A few words of devotion to the great Chembai were said by the legendary disciple as a starter and the mood was upbeat. He then unfolded the Sarasangi varnam, with the first syllable itself striking a chord with the listeners. ‘Sarasangi ni pai marulu konnadira….’, the rendition was replete with dynamism, and the full throttle delivery of the high pitched chitta swaras effected a striking start to the ninety-minute Gurudakshina.

A classical demonstration of Manodharma followed – ‘Omkara Porule Ainkarane..’. This presentation that spanned for more than twenty minutes came packed with Swaras, punctuated by rhythmic varieties. The Hamsavinodini raga was highlighted by waves of uncountable combinations. This gentleman must have been floating on a fantastical ocean of memories attributed to his great teacher, or so said his body language along with the magical voice that has been sending a good part of the world to ecstatic stupor for more than half a century. ‘Omkara porule was taken for niraval with a rocking SR Mahadeva Varma on violin, N Hari’s mridangam and Tripunithura Radhakrishnan’s ghatam.

Then it is the trait of this artiste from God’s own orchestra to share his thoughts with the audience during concerts. You can hardly call them just thoughts for they too are indeed nothing less than heavenly music highlighting one of those rarest ragas. The audience that were sent reeling on an emotional high by the music first was stupefied by the words that followed. “You ask me sing this on another day; it may not be the same. I will say the reason lies in this venue and My great Guru who is absolutely my Omkara Porul, for making me sing in this fashion”, said the living legend.

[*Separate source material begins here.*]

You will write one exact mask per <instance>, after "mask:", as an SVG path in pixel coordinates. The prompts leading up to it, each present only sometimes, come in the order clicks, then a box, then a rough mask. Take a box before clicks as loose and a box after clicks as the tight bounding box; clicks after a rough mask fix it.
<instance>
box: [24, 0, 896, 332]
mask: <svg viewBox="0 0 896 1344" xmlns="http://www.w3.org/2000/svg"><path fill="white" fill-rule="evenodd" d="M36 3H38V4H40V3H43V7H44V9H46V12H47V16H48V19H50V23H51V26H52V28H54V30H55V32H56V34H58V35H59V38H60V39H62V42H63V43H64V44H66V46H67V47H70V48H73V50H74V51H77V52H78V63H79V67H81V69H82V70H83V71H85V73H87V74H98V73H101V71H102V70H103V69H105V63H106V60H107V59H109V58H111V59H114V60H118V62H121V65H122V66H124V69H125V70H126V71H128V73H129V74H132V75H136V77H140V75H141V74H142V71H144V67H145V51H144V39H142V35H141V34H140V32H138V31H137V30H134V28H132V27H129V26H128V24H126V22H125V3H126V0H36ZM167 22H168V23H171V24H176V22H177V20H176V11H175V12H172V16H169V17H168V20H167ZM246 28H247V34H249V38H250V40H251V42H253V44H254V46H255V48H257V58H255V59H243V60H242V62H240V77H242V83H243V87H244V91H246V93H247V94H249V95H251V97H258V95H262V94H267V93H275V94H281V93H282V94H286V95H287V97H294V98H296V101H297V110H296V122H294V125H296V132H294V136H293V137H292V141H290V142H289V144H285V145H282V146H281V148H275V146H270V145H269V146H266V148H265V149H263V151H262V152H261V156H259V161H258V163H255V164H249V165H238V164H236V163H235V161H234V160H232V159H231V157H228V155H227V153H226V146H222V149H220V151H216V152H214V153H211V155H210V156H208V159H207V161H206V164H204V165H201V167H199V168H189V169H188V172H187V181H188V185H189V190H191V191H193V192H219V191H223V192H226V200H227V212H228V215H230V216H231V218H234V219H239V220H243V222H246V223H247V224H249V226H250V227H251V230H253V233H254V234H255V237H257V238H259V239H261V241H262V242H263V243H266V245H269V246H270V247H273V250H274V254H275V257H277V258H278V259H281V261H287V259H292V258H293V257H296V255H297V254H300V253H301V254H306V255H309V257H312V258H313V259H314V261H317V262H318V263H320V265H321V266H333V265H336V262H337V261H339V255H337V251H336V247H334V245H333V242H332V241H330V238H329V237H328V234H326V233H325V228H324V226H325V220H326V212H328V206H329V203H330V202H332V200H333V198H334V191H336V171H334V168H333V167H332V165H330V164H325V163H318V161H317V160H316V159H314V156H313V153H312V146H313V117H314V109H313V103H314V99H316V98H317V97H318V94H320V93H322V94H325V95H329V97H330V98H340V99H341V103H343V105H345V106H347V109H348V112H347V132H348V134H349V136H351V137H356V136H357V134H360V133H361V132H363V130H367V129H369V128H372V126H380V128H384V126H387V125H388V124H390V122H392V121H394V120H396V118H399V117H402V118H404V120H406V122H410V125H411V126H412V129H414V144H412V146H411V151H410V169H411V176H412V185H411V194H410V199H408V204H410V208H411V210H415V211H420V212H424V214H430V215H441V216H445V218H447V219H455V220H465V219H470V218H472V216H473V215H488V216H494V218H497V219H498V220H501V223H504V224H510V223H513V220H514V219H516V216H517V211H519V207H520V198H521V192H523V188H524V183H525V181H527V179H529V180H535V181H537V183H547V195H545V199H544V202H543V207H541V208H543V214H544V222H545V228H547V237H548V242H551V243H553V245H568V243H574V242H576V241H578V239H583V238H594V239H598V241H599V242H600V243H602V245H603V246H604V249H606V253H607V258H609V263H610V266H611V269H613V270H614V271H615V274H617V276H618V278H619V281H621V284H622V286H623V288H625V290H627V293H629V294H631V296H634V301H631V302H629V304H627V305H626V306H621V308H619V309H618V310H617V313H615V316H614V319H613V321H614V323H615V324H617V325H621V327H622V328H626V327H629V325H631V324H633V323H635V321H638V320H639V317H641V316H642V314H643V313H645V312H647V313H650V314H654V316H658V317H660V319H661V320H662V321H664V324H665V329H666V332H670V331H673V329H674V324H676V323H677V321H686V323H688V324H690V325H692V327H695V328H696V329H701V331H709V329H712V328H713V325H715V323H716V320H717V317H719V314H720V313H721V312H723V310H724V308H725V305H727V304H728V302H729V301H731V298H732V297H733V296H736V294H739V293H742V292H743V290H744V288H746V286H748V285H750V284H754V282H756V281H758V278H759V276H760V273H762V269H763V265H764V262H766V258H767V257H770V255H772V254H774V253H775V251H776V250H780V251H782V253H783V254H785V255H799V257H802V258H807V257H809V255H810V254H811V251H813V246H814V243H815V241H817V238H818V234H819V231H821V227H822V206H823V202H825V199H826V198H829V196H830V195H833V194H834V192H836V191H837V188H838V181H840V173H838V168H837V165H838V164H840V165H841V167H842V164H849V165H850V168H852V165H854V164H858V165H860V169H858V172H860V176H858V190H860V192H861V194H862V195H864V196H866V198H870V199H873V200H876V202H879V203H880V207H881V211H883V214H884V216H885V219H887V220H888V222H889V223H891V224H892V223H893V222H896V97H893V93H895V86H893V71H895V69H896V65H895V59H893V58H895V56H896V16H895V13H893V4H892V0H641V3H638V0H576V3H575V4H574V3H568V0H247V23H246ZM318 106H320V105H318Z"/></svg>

The renditions that followed in the form of the popular Tamil composition of Punathashri and Pavana Guru Pavana Pura would resonate in the minds of those present there for long; upto a point where they have the minimal health of mind to reminisce a piece of musical composition. The anupallavi of Pavana Guru, a Lalithadasar composition in Hamsanandi raga, ‘Jeevanadhara Sankasham…’ was marked by a prolonged delineation to enthrall the Rasikas. Then he had made up his mind to have the contemporary relevance of values explained in the famous composition of Thyagaraja, ‘Entha nerchina, entha juchina, underscored by interpretation of its verses amidst the rendition.

Then ‘Dasarathe dayasaradha’, another composition of Thyagaraja in Kokilapriya, which had a stamp of Yesudas on the krithi, was presented in an emotional vein. Appeal of the krithi was enhanced by the great man’s low tempo rendition; still not compromising on its share of magnificent swaras. Then it would be definitely an act of sin to leave neglected the percussion flourish tagged to the rendition by Radhakrishnan and Hari towards the end; because that had an added grace contributed to the number.

The night was blossoming with the legendery figure’s magical voice rendition. Alaipayuthe, the Kannadiga magnum opus of Oothukkad Venkita Subbaiyar and a favourite of Chembaim Karuna Cheyvanenthu thamasam krishna followed as if to not let the audience move a bit to descend from the summits of pure aesthetic pleasure. Finally, the last number sounded as an oblation to the loveable teacher and a fitting grand finale for the whole consort. It was Agre Pasyami, the touching Narayaniyam shloka.

Without fail, Yesudas has been singing on the Chembai Music festival’s last day since the year 1972. The festival organised by the family of the great musician of the yesteryear as part of Parthasaradhy temple’s Ekadasi is still celebrated by a considerable section of Palakkad populace.